Peace Like A River


It was a wide river, mistakable for a lake or even an ocean unless you'd been wading and knew its current. Somehow I'd crossed it... Now I saw the stream regrouped below, flowing on through what might've been vineyards, pastures, orhards... It flowed between and alongside the rivers of people; from here it was no more than a silver wire winding toward the city. - Leif Enger, Peace Like A River

Tuesday, March 07, 2006

A top-ranking Iraqi soldier killed

This news out of Iraq is no small thing.

One of the highest-ranking generals in Iraq's new, U.S.-trained army was shot dead in Baghdad on Monday, the U.S. military and Iraqi police said.

Major General Mubdar Hatim al-Dulaimi, commander of all Iraqi army forces in the capital, was killed by a sniper, police sources said. he was shot as he drove through western Baghdad.

As the commander of the 6th Division, among the first and biggest of Iraq's new army divisions formed by U.S. forces as part of their plans for eventual withdrawal, Dulaimi was among the most prominent officers in Iraq's security forces.
....
The U.S. military said in a statement: "Mubdar had been visiting his soldiers in Kadimiyah and was returning to his headquarters when his convoy came under small arms fire attack."


That report was from Monday. This one was from Tuesday.

The Iraqi army is investigating how a gunman managed to kill a senior Iraqi general in an attack that has fueled concern about the new, U.S.-trained Iraq military's cohesion in the face of brewing sectarian conflict.

"It is a very strange incident and raises many questions," an official in the Defense Ministry press service said on Tuesday after the commander of all Iraqi troops in Baghdad died from a bullet to the head while in a patrol convoy on Monday.

Another Iraqi general told Reuters it was an assassination that needed inside information and proved the army, recruited by U.S. officers over the past two years, had been infiltrated by factional militia groups ready to turn on fellow soldiers.

"The outsiders have hands on the inside," the general said.

The former U.S. commander in Baghdad said the killing of Major General Mubdar Hatim al-Dulaimi, a Sunni Muslim who commanded the 10,000-strong 6th Division in Baghdad, could be part of a move to establish Shi'ite control of the capital.

The division, among the best equipped and strongest of Iraq's new forces, has been on the frontline of preventing a civil war after sectarian bloodshed erupted two weeks ago over the bombing of a Shi'ite shrine in the Sunni city of Samarra.


A troubling aspect to this is the list of possible perpetrators is not exactly short.

It could be Sunni insurgents, targeting a general of the armed forces responsible for quelling the insurgency and bringing stability to Iraq.

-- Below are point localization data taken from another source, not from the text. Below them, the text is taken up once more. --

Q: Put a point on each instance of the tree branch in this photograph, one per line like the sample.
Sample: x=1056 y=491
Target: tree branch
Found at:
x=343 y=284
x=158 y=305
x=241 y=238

I am told Sunnis have been known to bring in a Serb or Chechen for dirty jobs.

It could be Shiite militias. Perhaps Iran is way back behind it somewhere. Perhaps Russia.

Arabs are not known as world-class marksmen. If this was a sniper, one can wonder who trained this sniper. And why.

This incident speaks to the instability in Iraq, and how a low-grade civil war has been simmering for some time. It has not erupted into large-scale civil war, I think for several reasons. Chief among them the Sunnis know they would be road kill.

Whoever did this, for a top Iraqi general to be assassinated is not a positive development, to say the least. CentCom released this statement.

On behalf of Multi-National Force-Iraq, Gen. George W. Casey Jr. extends his most sincere condolences over the shooting death of Maj. Gen. Mubdar Hatim Hazya Al-Duleimi, commander of the Iraqi Army’s 6th Division. Maj. Gen. Mubdar was gunned down in a heinous act of terrorism today while performing his important military duties for Iraq.

This tragic incident will neither impede the 6th Iraqi Army Division from continuing its mission of securing Baghdad nor derail the formation of the Government of Iraq.

Our thoughts and prayers go out to his family, tribe, and the Iraqi Army during this tragic loss.